Suppose you've calculated the gradient and Hessian of a function in terms of the variable $x$
$$\eqalign{ \phi = f(x),\,\,\,\,\, p = \frac{\partial f}{\partial x},\,\,\,\,\,\, A = \frac{\partial p}{\partial x} }$$ Then you learn that $x$ is not independent, but actually depends on another variable $(x = Sy).\,\,$ Note that the matrix $S$ does not need to be invertible.

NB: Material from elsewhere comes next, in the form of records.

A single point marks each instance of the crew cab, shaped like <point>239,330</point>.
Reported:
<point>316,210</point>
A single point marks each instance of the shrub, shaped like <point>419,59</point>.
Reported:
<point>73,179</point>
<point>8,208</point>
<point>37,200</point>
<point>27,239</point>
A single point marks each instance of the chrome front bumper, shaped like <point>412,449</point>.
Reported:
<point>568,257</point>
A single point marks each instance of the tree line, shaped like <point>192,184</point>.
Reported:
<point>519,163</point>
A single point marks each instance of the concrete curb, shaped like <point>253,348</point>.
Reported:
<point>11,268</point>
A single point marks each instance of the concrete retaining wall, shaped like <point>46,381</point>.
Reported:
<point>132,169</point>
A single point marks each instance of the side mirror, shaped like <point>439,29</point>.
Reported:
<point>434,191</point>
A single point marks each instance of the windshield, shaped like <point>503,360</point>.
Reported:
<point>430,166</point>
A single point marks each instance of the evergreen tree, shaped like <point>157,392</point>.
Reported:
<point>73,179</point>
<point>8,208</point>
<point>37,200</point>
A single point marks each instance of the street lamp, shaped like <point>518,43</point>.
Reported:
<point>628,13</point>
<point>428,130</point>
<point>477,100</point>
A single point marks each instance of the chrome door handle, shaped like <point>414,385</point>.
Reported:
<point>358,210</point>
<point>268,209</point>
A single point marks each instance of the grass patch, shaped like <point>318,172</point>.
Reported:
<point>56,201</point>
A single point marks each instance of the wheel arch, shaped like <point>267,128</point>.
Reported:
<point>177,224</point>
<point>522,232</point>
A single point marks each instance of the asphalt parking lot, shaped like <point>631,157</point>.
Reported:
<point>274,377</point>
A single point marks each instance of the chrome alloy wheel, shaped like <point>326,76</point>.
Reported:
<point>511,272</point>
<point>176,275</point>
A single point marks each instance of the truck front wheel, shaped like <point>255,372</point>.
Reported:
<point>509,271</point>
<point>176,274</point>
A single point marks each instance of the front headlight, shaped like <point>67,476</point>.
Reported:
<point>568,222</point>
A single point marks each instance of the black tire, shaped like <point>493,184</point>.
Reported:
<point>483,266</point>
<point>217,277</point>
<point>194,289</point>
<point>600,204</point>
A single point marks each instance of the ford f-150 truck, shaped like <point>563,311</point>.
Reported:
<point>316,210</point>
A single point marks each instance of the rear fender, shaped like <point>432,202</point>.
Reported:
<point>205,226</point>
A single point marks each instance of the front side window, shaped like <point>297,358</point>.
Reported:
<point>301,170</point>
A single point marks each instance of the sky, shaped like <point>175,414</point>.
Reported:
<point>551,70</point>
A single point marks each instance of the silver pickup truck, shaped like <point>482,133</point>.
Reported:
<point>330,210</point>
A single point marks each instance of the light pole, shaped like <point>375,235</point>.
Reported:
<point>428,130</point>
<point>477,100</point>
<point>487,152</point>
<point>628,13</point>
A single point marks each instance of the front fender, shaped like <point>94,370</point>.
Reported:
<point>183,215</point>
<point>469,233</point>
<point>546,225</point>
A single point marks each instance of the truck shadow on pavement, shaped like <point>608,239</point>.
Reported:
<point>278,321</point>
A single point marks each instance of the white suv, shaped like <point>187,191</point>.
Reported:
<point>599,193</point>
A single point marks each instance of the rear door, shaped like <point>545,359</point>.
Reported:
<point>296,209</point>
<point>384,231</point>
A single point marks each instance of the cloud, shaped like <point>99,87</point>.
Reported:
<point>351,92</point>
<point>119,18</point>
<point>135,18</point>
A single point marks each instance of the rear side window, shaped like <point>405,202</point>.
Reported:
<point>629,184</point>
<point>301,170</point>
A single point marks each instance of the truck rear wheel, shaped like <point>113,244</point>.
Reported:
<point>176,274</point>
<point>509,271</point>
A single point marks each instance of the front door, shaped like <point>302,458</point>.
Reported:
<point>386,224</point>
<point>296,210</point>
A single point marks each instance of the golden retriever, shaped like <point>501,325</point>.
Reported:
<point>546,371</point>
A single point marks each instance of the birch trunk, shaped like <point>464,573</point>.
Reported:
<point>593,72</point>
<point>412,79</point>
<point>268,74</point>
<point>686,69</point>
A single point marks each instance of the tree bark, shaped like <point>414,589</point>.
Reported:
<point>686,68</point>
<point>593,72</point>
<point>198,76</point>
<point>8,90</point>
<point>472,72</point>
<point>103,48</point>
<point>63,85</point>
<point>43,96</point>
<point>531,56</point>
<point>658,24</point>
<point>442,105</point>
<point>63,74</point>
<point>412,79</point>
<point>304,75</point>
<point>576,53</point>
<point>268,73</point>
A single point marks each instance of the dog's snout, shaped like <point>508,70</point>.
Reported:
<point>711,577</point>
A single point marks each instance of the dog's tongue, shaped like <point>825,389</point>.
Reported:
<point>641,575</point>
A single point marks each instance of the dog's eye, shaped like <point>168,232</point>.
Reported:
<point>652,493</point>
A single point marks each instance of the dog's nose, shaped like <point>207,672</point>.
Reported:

It might even be rectangular.

Recalculate everything in terms of the new variable $$\eqalign{ \phi = g(y),\,\,\,\,\, q = \frac{\partial g}{\partial y},\,\,\,\,\,\, B = \frac{\partial q}{\partial y} }$$ using differentials $$\eqalign{ &d\phi = p^Tdx = p^T(S\,dy) = (S^Tp)^Tdy = q^Tdy \quad &\therefore\;\; &q = \frac{\partial g}{\partial y} = S^Tp \\ &dq = S^T\,dp = S^T(A\,dx) = S^TA(S\,dy) = B\,dy \quad &\therefore\;\; &B =\frac{\partial q}{\partial y} = S^TAS \\ }$$ Obviously, in this case we have $\,S=S^T=D^{\frac 12}$